It is shown (Arora et al., 2016) that GloVe objective is in fact optimizing (modulo some error term)

\sum\#(c,w)\Big{(}\log\#(c,w)-e_{c}\cdot e_{w}-\|e_{c}\|^{2}-\|e_{w}\|^{2}\Big{)}^{2},

where $e_{c}$ is the context vector for context $c$ and $e_{w}$ is the word vector for the target word $w$ . In their theory, the authors also show that for some constant $Z$ :

	$\displaystyle\log p(c,w)$	$\displaystyle\approx\\|e_{c}+e_{w}\\|^{2}/2d-2\log Z$
	$\displaystyle\log p(w)$	$\displaystyle\approx\\|e_{w}\\|^{2}/2d-\log Z.$

Since $p(w)\approx\frac{\#(w)}{|P|}$ , we conclude

e_{c}\cdot e_{w}\approx\log\left[(|P|Z)^{4d}\cdot\frac{\#(c,w)}{(\#(c)\#(w))^{2d}}\right].

Factorization of mutual information matrices constitutes a unified framework of these word embedding algorithms: $M_{c,w}~{}=~{}e_{c}\cdot e_{w}$ . We list necessary notations and their descriptions in Table 1.

3. Method

In this section, we present WEQ method which is an efficient and effective method for large-scale word embedding learning problem. We develop the WEQ method to construct and factorize a small typical information matrix that approximates the original information matrix. The WEQ method is composed of three steps, as illustrated in Fig. 1. First, it calculates the information matrix $M$ from co-occurrence matrix $X$ . Secondly, it constructs the small typical information matrix (Q-contexts) from the original information matrix through $\ell^{2}$ -norm sampling. Third, it conducts the singular value decomposition of Q-contexts matrix to obtain the word embedding.

3.1. Q-contexts Definition

We first introduce the $\ell^{2}$ -norm sampling, then describe the definition of Q-contexts.

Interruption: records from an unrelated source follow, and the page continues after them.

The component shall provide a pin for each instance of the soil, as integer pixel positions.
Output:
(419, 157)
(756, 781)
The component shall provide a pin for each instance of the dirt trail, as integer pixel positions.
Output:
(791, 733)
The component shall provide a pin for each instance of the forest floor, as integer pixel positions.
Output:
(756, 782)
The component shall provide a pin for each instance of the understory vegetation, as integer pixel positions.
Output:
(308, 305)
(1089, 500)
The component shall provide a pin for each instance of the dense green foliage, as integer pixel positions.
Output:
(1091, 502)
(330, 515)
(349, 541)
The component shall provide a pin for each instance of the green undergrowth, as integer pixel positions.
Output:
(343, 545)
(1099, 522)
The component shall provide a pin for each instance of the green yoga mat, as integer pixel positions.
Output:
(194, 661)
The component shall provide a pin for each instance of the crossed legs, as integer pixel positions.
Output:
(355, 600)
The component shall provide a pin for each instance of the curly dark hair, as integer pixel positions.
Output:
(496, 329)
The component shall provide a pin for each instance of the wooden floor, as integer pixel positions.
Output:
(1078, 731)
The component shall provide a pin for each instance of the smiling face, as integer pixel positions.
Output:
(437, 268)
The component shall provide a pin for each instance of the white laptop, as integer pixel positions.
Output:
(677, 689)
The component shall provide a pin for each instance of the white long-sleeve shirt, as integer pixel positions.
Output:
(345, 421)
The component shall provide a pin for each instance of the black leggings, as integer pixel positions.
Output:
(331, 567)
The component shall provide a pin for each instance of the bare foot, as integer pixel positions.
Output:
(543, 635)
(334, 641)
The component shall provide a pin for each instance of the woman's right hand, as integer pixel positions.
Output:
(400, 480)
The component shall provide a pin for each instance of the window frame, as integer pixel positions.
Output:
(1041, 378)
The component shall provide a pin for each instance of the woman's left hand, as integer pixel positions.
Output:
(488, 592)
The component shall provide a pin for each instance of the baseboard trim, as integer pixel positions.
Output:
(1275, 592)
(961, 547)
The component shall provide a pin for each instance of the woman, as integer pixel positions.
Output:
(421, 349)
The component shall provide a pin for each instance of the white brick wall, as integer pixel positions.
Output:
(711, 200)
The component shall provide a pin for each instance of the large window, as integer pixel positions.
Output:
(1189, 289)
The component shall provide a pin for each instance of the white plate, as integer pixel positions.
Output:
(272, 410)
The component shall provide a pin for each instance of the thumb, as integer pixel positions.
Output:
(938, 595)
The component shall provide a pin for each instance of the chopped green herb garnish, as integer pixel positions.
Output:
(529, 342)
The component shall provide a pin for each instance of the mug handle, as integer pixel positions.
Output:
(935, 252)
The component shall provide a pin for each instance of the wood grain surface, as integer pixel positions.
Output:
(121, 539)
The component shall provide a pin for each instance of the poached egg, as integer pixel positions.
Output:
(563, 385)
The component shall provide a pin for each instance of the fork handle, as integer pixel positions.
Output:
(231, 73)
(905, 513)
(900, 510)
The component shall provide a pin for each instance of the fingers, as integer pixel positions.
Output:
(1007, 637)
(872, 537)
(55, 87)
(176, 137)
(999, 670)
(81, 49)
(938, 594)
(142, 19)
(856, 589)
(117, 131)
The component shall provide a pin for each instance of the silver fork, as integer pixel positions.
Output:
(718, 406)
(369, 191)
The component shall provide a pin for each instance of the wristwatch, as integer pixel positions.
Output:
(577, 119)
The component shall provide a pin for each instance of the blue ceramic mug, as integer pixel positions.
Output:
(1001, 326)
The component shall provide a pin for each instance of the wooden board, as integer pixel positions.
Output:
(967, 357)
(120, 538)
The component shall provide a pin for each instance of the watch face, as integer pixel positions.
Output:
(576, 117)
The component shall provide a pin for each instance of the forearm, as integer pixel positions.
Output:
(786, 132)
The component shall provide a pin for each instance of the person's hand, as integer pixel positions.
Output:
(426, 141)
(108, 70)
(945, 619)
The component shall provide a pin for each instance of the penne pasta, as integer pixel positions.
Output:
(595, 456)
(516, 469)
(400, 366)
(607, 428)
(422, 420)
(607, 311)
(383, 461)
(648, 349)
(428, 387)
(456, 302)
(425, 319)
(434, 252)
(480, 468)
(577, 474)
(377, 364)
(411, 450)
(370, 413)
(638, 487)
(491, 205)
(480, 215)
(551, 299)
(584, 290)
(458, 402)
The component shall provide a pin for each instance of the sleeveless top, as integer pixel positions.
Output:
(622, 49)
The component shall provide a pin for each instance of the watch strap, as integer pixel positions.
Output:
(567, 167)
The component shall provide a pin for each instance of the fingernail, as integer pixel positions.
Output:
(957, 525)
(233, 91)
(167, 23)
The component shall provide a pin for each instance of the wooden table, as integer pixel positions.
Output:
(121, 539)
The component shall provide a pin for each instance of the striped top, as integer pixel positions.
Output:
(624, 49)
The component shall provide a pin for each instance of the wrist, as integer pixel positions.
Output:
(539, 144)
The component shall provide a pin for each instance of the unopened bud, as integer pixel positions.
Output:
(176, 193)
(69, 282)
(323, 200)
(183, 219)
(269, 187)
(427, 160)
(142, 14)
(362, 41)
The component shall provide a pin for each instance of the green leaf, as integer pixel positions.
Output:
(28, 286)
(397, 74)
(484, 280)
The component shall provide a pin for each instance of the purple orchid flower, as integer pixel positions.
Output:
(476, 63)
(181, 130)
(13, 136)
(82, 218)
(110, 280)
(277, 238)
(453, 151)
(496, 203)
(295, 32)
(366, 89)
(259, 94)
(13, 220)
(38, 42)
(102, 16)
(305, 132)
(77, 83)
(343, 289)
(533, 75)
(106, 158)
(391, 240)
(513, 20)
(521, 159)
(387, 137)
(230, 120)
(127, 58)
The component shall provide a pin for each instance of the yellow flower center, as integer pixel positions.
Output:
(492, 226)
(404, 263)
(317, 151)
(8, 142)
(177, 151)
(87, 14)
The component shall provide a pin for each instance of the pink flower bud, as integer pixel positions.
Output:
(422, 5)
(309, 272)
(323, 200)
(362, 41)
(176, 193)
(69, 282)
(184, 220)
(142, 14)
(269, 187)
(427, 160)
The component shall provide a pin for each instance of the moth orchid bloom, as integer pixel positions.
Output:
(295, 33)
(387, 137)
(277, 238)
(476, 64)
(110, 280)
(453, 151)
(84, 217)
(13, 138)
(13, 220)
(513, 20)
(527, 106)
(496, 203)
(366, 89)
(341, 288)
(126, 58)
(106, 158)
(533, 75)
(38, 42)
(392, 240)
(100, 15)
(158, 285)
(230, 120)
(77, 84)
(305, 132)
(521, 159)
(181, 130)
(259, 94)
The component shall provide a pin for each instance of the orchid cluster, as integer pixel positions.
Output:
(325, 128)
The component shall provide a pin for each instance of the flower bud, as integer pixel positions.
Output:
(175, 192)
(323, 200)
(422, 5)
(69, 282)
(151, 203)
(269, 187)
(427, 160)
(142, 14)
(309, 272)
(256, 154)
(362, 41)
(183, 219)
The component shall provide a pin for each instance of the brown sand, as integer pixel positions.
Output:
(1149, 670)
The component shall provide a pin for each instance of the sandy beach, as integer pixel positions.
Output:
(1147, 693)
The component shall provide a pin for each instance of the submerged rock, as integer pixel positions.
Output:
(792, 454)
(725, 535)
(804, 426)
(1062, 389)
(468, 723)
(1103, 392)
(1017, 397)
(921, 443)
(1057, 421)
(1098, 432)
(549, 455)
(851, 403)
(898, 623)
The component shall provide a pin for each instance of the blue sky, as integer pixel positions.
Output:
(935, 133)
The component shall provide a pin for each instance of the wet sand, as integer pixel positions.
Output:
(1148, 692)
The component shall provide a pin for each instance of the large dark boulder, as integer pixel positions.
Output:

$\ell^{2}$ -norm sampling: The $\ell^{2}$ -norm sampling technique has well exhibited its effectiveness in machine learning (Hazan et al., 2011; Song et al., 2016) and randomized linear algebra (Drineas et al., 2008). In fact, the work by Frieze, Kannan, and Vempala (Frieze et al., 2004) shows that with certain $\ell^{2}$ -norm sampling assumptions, a form of singular value estimation can be achieved in time independent of the size of input matrix. Further, the work by Tang (Tang, 2019) shows that sampling from the projection of a vector onto a subspace is not outside the realm of feasibility.

Inspired by these, we leverage the $\ell^{2}$ -norm sampling to construct a small typical information matrix to solve the large-scale word embedding learning problem. We now elaborate on our proposed relation between Q-contexts and words in Equation (1).

Given an information matrix $M$ , we first encode the information matrix $M$ into an $\ell^{2}$ -norm state which will be described in detail in Section 3.2. Now that the mutual information $M$ is prepared to be a state, each $\ell^{2}$ -norm sampling yields a context $c_{i}$ with probability $p_{c_{i}}$ . The collection of the corresponding row vectors $r_{c_{i}}=M_{c_{i},*}$ is what we call Q-contexts. In our proposed scheme, $p_{c}$ is designed to correctly reflect the amount of information carried by the context $c$ , so that contexts with more information are more likely to be sampled.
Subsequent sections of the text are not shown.